Jewish leaders on Friday urged Pope Benedict not to rehabilitate a traditionalist bishop who denies the Holocaust, saying it would foment anti-Semitism and open a deep wound in Christian-Jewish relations.

Italian media have said the pope could this weekend revoke the excommunications of four traditionalist bishops from the Society of Saint Pius X (SSPX) in his latest attempt to heal a 20-year-old schism in the Roman Catholic Church.

The rift became a crisis in 1998, when the late French archbishop Marcel Lefebvre illegally consecrated four bishops in defiance of the late Pope John Paul.

One of the four bishops, the British-born Bishop Richard Williamson, has made a number of statements denying the full extent of the Nazi Holocaust of European Jews, as accepted by most mainstream historians. In comments to Swedish television broadcast on Wednesday, he said: "I believe that the historical evidence is hugely against 6 million having been deliberately gassed in gas chambers as a deliberate policy of Adolf Hitler...I believe there were no gas chambers".

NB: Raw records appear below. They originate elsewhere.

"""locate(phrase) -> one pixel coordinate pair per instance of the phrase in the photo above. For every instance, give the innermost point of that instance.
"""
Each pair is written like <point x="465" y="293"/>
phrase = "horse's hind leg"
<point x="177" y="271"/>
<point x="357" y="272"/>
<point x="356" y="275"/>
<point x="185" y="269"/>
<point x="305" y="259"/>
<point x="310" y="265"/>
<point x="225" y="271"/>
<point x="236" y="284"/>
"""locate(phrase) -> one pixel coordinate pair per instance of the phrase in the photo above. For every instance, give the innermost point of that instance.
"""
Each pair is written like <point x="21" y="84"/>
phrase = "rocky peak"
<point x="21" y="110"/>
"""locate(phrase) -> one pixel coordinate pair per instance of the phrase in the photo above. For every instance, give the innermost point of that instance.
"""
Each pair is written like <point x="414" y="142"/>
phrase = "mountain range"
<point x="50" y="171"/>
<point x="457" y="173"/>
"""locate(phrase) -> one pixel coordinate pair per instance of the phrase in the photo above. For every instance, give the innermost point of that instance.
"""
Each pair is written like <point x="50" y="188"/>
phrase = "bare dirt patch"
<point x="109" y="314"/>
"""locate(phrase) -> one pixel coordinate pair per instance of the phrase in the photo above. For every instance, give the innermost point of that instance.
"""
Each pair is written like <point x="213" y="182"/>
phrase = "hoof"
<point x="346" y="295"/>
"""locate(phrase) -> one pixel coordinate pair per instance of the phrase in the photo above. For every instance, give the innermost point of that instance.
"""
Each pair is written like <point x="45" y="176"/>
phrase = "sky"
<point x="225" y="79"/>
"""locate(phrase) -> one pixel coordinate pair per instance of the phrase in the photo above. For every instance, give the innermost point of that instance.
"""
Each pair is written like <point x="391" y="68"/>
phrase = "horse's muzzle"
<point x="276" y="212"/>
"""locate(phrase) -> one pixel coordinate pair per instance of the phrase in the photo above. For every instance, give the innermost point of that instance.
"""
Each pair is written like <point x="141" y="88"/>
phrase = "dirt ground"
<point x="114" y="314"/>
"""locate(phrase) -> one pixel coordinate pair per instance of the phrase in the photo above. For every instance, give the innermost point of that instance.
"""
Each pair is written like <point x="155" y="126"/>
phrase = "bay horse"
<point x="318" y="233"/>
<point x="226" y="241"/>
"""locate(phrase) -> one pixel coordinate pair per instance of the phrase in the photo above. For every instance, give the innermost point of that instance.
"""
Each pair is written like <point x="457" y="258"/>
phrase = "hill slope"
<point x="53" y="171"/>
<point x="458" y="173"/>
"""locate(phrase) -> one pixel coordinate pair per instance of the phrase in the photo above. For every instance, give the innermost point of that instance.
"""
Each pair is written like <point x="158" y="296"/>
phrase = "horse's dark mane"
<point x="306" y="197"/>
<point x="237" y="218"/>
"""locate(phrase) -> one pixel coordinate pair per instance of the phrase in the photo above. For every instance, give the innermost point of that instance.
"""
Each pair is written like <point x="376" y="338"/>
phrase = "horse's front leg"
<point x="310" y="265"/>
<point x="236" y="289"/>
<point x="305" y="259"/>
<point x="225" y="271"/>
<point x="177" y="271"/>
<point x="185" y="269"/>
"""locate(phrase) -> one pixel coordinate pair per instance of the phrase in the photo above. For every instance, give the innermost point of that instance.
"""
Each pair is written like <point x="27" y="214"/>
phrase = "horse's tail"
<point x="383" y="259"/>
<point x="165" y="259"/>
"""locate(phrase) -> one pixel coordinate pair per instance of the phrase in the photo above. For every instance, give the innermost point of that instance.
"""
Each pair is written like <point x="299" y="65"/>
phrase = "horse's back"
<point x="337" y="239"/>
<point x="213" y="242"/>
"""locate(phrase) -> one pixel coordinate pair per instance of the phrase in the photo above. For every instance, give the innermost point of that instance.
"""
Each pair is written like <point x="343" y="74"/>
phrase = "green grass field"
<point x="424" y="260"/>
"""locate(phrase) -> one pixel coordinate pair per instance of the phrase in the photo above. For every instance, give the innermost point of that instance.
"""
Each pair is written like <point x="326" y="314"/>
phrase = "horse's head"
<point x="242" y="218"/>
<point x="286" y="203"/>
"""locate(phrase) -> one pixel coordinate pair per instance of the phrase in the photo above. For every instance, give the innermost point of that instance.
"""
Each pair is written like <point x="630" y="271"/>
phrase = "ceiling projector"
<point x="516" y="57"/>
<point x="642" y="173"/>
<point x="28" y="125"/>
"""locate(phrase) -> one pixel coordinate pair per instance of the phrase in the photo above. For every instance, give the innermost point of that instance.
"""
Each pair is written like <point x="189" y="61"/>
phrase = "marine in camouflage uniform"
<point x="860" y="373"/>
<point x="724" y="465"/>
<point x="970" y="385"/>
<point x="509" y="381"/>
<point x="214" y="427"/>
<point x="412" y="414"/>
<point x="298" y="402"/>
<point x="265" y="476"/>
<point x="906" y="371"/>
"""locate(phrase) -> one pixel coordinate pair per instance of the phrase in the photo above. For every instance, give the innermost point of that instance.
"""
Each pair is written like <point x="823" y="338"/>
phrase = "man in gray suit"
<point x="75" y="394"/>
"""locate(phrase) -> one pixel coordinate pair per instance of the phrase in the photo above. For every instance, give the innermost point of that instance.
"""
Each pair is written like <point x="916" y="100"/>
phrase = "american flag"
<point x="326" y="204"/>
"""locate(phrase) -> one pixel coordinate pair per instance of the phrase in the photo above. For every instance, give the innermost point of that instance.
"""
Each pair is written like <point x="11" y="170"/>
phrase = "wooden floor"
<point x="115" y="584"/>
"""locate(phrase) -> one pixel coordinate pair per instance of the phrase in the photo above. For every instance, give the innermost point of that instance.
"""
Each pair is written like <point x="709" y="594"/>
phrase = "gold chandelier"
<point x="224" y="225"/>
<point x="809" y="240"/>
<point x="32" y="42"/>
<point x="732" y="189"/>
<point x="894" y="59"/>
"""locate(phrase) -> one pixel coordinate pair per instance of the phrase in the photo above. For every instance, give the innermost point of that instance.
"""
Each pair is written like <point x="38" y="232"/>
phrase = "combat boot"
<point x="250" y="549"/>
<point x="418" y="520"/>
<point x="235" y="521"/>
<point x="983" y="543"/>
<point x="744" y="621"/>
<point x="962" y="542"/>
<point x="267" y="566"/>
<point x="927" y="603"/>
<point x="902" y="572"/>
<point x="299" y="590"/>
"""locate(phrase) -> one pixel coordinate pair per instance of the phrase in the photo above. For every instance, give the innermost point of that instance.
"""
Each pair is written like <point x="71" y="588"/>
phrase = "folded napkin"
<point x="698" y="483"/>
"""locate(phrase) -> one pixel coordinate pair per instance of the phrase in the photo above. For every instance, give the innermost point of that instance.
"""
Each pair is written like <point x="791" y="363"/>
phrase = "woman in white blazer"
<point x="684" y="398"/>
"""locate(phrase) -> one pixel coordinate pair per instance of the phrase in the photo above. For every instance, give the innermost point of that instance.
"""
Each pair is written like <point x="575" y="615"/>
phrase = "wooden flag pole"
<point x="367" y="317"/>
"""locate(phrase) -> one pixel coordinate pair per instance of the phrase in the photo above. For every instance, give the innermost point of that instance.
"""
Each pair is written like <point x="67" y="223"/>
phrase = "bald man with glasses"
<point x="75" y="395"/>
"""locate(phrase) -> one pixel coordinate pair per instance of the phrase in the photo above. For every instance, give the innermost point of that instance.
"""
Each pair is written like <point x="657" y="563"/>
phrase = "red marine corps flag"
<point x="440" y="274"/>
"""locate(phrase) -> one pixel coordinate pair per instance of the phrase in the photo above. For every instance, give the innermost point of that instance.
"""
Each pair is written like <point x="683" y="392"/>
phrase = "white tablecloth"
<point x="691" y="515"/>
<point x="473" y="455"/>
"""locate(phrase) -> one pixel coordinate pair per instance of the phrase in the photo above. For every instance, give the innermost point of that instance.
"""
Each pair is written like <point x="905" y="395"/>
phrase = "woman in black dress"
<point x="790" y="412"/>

Williamson said he agreed with "revisionists" who say that "between 200,000 and 300,000 Jews perished in Nazi concentration camps, but not one of them by gassing in a gas chamber".

Elan Steinberg, vice president of the American Gathering of Holocaust Survivors and their Descendants, said the possibility that the pope would accept Williamson back into the mainstream church "has been received with shock and consternation".

"For the Jewish people and all persons who feel the pain of the terrible years of the Shoah, this development marks a dangerous blow to interfaith dialogue and encourages hate-mongers everywhere," he said.

Rome's chief rabbi, Riccardo Di Segni, said he was "shocked by such a horror of denial, which is even more grave since it comes from a bishop".

Di Segni told the newspaper La Stampa that Williamson's re-admission into the Church would open "a deep wound in dialogue with Judaism".

The traditionalists bishops reject many reforms of the 1962-1965 Second Vatican Council, notably its decision that Mass should be said in local languages rather than Latin, and its advocacy of dialogue with other religions.

A statement from the traditionalists said the implication they are racist was "entirely false and unjust".

But it said the group had the right to "pray for conversion (of Jews) to the true faith, to study their recent and tragic history, or to question some of their political objectives".

At the end of the Swedish interview, William says he realizes he could go to jail for Holocaust denial in Germany.

Pope Benedict has already made several gestures of reconciliation to the schismatic group, including allowing the unconditional return of the old-style Latin Mass.

That move angered Jews because the ceremony includes a Good Friday prayer for their conversion.